Biz seninle ayrı bedenlerde barınan ama aynı ruha sahip olan, aynı yüreği paylaşan iki sevdalıyız. Benim ruhum sende barınır ve sensin göğüs kafesimde beni yaşatan. 

(17/12/2011 tarihinde kaleme alınmıştır.)

AKIP GİDEN ZAMANSA DA

Akıp giden zamansa da başucumuzdan
Asıl giden yardır gönül bağından
Hoş gidenler dönmediler mi ki
Terk edip dönerler elbet gittikleri yeri
Bağban olacağı varsa da o gönül bağında
Yine sultan olurlar, yine kurulurlar gönül tahtına
Hey gidi zaman geç git artık ak akabildiğine
Bu hasret de sendendir bu zulüm, bu hüzün de
Geç ki gözüm açılana kadar henüz kapatmışken
Aracı ol sen sevdiğimle vuslatımda.
Geç be kör olasıca zaman geç git
Bekletme çok beni bu yangında
Serpmelik su lazım değildir zira
 Ancak sevgi şelalesi gerek bu Emrah’a
Sen ey sevgili gideceksin biliyorum
Döneceksin de geri bu da aklımdadır
Ama özleyeceğim be hem de çok
Hasret yangınım tutuşacak yine
Yine kendimle kalacağım
Yine bu mendebur ben kalacak
Bırakma çok beni bana
Malum ben bana iyi gelmem
Kendime söver şiirler yazarım ölmek üzerine
Ya da karalarım yazdıklarımı hep bir karanlıkla
Gidişin sessizce hissettirmeden olsun
Dönüşün dağları yerinden oynatsın
Kurumuş dereler aksın, akan çaylar coşsun
Gönlümdeki çöl gibi her yer mamur olsun
Yüreğim gibi her yer seninle dolsun
Bırak bu deliyi de gelişinle ayaklarına paspas
Gecene yıldız, kışına güneş olsun
Bırak Allah aşkına
Bırak da bu deliyi seninle ömrü ömür dolsun.

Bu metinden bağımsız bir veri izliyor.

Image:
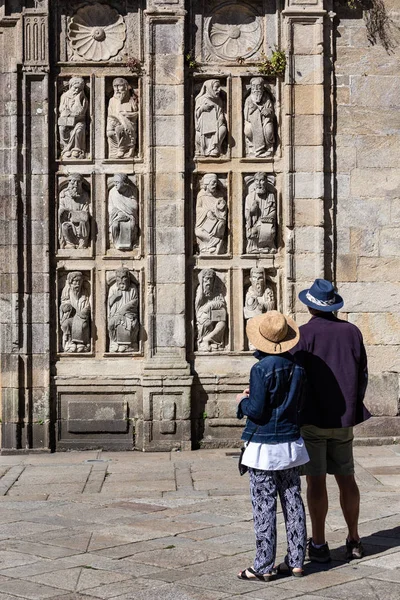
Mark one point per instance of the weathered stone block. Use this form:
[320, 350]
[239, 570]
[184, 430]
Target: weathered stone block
[308, 130]
[382, 396]
[389, 242]
[378, 328]
[169, 131]
[346, 267]
[170, 269]
[378, 269]
[371, 297]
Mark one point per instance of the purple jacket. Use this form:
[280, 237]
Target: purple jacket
[333, 355]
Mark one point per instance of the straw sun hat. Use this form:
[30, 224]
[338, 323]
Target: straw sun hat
[272, 332]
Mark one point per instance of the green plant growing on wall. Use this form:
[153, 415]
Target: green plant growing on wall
[191, 61]
[380, 27]
[274, 66]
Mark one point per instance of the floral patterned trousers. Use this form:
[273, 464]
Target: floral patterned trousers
[264, 489]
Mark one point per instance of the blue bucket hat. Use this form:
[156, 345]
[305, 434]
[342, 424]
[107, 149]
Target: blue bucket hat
[321, 296]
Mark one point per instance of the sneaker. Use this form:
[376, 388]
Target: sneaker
[354, 549]
[320, 555]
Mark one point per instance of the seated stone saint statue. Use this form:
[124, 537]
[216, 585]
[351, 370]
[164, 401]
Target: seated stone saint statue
[123, 313]
[122, 120]
[259, 117]
[123, 213]
[260, 217]
[72, 119]
[75, 314]
[211, 313]
[73, 214]
[210, 122]
[211, 217]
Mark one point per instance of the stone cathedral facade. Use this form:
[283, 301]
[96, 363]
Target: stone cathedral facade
[160, 186]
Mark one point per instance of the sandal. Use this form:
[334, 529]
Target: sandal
[283, 569]
[249, 574]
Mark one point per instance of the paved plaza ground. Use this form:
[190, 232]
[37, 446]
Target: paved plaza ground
[175, 526]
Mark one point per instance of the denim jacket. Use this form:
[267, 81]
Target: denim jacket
[277, 385]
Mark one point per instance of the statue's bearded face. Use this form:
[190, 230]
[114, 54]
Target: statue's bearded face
[208, 285]
[75, 188]
[261, 185]
[211, 185]
[121, 91]
[123, 282]
[76, 284]
[257, 90]
[258, 283]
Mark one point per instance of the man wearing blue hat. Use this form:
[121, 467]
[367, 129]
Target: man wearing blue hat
[333, 355]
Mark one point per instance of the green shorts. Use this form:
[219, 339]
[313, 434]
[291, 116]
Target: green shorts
[330, 450]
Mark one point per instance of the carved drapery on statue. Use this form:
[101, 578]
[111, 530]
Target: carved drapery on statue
[211, 312]
[123, 313]
[211, 217]
[260, 297]
[260, 215]
[123, 213]
[259, 120]
[73, 214]
[75, 313]
[73, 111]
[122, 120]
[210, 121]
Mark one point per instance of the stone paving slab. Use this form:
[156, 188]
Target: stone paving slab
[134, 526]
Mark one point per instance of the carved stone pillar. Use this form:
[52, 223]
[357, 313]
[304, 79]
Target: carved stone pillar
[166, 378]
[305, 130]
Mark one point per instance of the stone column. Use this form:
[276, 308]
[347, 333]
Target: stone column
[166, 379]
[304, 146]
[25, 345]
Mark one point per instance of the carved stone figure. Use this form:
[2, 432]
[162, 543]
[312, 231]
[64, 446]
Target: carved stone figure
[210, 122]
[259, 117]
[123, 213]
[72, 119]
[122, 120]
[73, 214]
[259, 297]
[211, 217]
[260, 217]
[123, 313]
[211, 313]
[96, 32]
[75, 313]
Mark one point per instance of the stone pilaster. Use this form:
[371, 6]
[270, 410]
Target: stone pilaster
[166, 379]
[304, 145]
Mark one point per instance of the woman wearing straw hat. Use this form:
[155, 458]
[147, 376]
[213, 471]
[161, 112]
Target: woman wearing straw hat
[274, 447]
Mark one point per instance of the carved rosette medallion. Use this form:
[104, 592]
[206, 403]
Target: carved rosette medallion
[233, 32]
[97, 32]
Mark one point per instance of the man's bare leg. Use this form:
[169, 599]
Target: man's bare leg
[350, 503]
[317, 500]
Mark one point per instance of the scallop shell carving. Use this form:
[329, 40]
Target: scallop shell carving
[97, 32]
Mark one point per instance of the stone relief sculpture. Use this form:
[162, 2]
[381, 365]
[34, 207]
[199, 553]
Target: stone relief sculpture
[75, 313]
[72, 119]
[211, 312]
[210, 122]
[122, 118]
[123, 313]
[233, 31]
[259, 120]
[260, 216]
[123, 213]
[211, 217]
[73, 214]
[96, 32]
[259, 297]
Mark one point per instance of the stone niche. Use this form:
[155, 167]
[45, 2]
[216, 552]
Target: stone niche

(Şubat 2013 tarihinde kaleme alınmış bir şiirim daha)

11 Şubat 2016 Perşembe

SİGARAMA

Vakit doldu tamamdır 
Ver ordan sigaramı 
Çakayım kibriti artık 
Çekeyim ciğerime dibine kadar 
Sadece gri bir yalnızlık.
Ver işte şu zıkkımı 
Bilsem ne olacak 
Yaşayamadığım hayatın sırrını 
Biraz daha yaşatacak 
Gönlümdeki umut hırsızını.
Etme! Beni bırak biraz 
Kendi halimde kalayım 
Kaşlar kalem, dudaklar kiraz 
Bir aşkın yasını tutayım
Öleyim işte az az.






(2 Haziran 2010 tarihinde Cahit Sıtkı Tarancı'nın "Haydi Abbas" şiirine nazire olarak yazılmıştır.)